Tue, 22 Nov 2022 11:58 AM IST
NASA’s Artemis spacecraft which lifted off on Wednesday last week has successfully reached the moon. Notably, the Orion capsule which was carrying dummy humans has become the first capsule to visit the Moon orbit in the last 50 years. NASA’s Apollo was the last capsule that visited the moon 50 years ago.
The $4.1 billion spacecraft, which had a number of problems, including hydrogen leaks and other issues, has reportedly been on track since liftoff. The Orion spacecraft, which was swept 130 km above the lunar surface, is now starting to enter a larger orbit around the moon. However, a connection issue that persisted for 34 minutes was eventually resolved.
The spacecraft also transmitted some images of the earth from a distance of 370149.12 kilometres. The pictures show a tiny blue dot that seems a little underexposed.
NASA said in a statement that the mission exceeded expectations after the Orion passed 81 miles above the Moon at 5,102 mph.
"This is one of those days that you've been thinking about and dreaming about for a long, long time," NASA flight director Zebulon Scoville said. Adding on to that he said, “As we prepare to send humans back to the Moon in a few years, we just witnessed the Earth set behind the Moon this morning as we travelled around it in the next human-rated vehicle. This alters everything”.

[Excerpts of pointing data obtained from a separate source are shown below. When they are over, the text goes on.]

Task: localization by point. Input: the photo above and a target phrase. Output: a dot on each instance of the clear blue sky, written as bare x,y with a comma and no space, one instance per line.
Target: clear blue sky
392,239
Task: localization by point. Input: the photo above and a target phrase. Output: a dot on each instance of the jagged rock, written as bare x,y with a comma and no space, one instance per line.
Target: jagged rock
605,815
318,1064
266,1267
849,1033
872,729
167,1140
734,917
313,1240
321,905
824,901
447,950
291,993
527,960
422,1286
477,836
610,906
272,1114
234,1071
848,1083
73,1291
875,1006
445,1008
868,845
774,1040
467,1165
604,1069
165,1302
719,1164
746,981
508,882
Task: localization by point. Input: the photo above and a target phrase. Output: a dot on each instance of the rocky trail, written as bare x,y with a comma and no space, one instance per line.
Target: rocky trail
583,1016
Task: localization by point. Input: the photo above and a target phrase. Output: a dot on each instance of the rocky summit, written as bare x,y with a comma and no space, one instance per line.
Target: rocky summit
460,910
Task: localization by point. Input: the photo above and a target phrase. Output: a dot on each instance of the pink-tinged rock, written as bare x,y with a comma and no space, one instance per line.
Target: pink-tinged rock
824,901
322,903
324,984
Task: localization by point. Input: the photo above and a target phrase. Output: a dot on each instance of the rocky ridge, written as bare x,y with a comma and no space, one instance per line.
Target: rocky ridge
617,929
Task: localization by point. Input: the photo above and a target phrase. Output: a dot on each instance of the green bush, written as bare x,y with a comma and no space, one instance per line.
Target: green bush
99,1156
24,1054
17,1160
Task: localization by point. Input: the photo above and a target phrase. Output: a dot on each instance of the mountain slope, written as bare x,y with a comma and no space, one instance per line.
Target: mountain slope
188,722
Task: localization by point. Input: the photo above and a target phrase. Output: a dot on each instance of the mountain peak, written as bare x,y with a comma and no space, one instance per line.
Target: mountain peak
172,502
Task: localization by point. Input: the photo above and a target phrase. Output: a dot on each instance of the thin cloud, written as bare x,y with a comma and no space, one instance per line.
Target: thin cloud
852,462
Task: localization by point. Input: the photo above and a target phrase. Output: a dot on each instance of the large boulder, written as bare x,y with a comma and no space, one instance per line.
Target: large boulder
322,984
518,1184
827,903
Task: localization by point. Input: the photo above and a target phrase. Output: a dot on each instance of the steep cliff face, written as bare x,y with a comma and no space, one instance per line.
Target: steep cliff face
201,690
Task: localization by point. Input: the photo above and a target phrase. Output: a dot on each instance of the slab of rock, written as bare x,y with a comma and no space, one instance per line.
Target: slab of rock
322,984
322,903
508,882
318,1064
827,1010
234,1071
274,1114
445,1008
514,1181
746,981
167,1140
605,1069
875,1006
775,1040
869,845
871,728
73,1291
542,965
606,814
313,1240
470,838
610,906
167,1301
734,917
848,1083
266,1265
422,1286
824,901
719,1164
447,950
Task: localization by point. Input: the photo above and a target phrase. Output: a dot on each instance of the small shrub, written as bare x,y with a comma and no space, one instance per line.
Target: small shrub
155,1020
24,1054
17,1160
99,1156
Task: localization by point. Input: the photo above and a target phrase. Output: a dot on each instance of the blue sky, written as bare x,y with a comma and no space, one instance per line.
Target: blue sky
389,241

#Artemis I, Flight Day 5. Orion spacecraft takes a selfie while approaching the Moon ahead of the outbound powered flyby - a burn of Orion's main engine on the @ESA service module. During this maneuver Orion came within 81 miles of the lunar surface. pic.twitter.com/93GkJ7Ubry— Orion Spacecraft (@NASA_Orion) November 22, 2022
The launch last week, according to Orion programme manager Howard Hu, was a historic day for human space flight. “It's the first step we're taking toward long-term deep space exploration, not just for the United States but for the entire world,” he told the BBC. “I believe that today is historic not only for NASA but also for everyone who supports human spaceflight and deep space exploration,” he added.